Oneohtrix Point Never, R Plus Seven

Daniel Lopatin's music seems calculated to lull listeners to that lovely, disoriented moment just before slumber on placid synthesized tides, then snap them promptly to alertness with thunderstorms of harmonious blips. That's an actual torture method in the hands of government thugs, but Oneohtrix Point Never's productions are seldom more than pleasant and interesting. The Brooklyn-based experimental musician has garnered high praise from the nation's music press for years, and his latest effort, R Plus Seven, rocks the cradle—and wields that inevitable alarm clock—with aplomb. DVH Fashion Tech, 2010 SE 8th, Fri Sept 19, 10:30 pm, $8-10.

Chanticleer Trü, Evelyn

When he's not fronting the wondrous local band Magic Mouth, Chanticleer Trü is dreaming up new and wondrous theatrical events designed to freak... you... out (in an entertaining manner, of course).
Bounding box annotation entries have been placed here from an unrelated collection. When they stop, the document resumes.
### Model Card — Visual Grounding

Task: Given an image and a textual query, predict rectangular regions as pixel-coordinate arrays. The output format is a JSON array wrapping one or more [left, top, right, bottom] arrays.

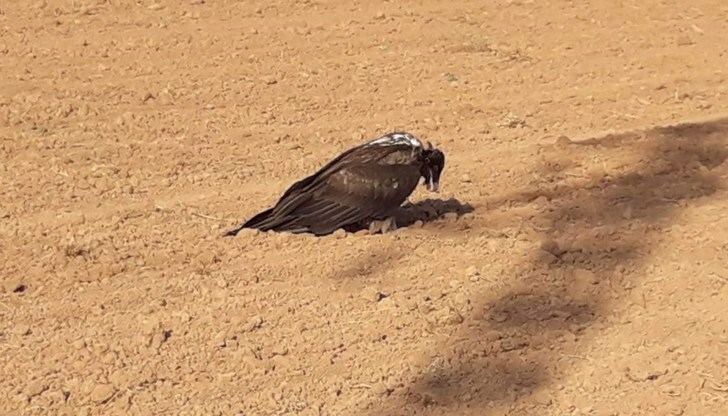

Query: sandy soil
[[0, 0, 728, 416]]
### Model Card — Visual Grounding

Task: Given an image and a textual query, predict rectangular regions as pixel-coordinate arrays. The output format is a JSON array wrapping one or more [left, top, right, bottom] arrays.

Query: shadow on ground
[[367, 118, 728, 415]]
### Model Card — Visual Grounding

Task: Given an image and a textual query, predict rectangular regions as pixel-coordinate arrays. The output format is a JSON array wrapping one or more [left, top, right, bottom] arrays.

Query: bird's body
[[227, 133, 444, 235]]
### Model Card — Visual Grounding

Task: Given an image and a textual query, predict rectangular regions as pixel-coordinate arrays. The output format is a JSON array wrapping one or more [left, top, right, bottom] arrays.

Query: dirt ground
[[0, 0, 728, 416]]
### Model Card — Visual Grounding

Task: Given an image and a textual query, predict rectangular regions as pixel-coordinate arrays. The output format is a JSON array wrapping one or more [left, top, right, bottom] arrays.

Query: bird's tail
[[223, 208, 273, 237]]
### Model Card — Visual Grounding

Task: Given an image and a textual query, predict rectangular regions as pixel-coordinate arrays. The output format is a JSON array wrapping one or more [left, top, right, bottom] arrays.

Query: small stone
[[24, 380, 48, 397], [556, 136, 573, 146], [442, 212, 458, 222], [437, 307, 464, 325], [246, 315, 263, 331], [260, 75, 278, 85], [541, 240, 566, 257], [91, 384, 116, 404], [12, 324, 31, 335], [2, 277, 28, 293], [368, 290, 389, 302]]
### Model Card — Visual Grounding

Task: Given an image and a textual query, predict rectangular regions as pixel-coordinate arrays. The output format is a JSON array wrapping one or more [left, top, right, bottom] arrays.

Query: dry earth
[[0, 0, 728, 416]]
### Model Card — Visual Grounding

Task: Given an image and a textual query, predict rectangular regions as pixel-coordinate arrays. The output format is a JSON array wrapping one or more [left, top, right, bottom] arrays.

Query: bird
[[224, 131, 445, 236]]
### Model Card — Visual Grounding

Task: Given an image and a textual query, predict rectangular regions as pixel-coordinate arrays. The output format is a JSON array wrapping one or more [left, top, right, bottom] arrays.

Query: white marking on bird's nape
[[367, 133, 422, 148]]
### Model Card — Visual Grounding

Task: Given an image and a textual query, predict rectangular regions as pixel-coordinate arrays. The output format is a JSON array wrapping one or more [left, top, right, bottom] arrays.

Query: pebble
[[246, 315, 263, 331], [12, 324, 30, 335], [2, 277, 28, 293], [24, 380, 48, 397], [442, 212, 458, 222], [260, 75, 278, 85]]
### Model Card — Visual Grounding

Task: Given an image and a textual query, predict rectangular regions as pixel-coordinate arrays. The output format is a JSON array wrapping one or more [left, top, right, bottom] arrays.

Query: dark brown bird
[[225, 132, 445, 236]]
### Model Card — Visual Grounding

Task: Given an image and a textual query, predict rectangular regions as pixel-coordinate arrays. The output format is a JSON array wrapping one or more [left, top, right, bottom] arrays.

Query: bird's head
[[420, 142, 445, 192]]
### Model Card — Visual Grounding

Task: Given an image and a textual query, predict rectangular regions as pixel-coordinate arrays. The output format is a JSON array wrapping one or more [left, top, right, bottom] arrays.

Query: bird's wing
[[250, 146, 420, 234]]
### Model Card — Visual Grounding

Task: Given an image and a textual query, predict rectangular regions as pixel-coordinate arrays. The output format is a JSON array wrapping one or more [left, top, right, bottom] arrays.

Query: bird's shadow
[[395, 198, 474, 227], [344, 198, 474, 233]]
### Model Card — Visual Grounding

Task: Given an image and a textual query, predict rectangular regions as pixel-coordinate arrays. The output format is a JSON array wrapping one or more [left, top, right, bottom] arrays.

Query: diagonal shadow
[[366, 118, 728, 415]]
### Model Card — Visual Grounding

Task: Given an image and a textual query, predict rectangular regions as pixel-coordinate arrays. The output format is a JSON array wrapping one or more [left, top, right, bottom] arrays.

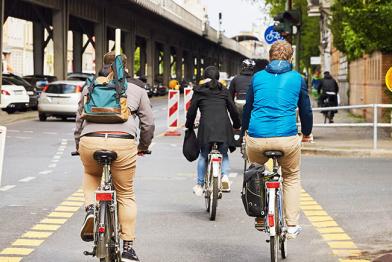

His latest performance piece is Evelyn, a super fun and energetic "nightclub and art installation" inspired by disco diva Evelyn "Champagne" King (who famously performed "Shame," which I firmly believe is the best disco song ever recorded, and I will punch any person who dares disagree). You're encouraged to dress appropriately (you know exactly what they mean) and join the installation for an evening celebrating the world-famous dance clubs of yesteryear—when they really knew how to party! WSH Fashion Tech, 2010 SE 8th, Sat Sept 20, 10:30 pm, $8-10.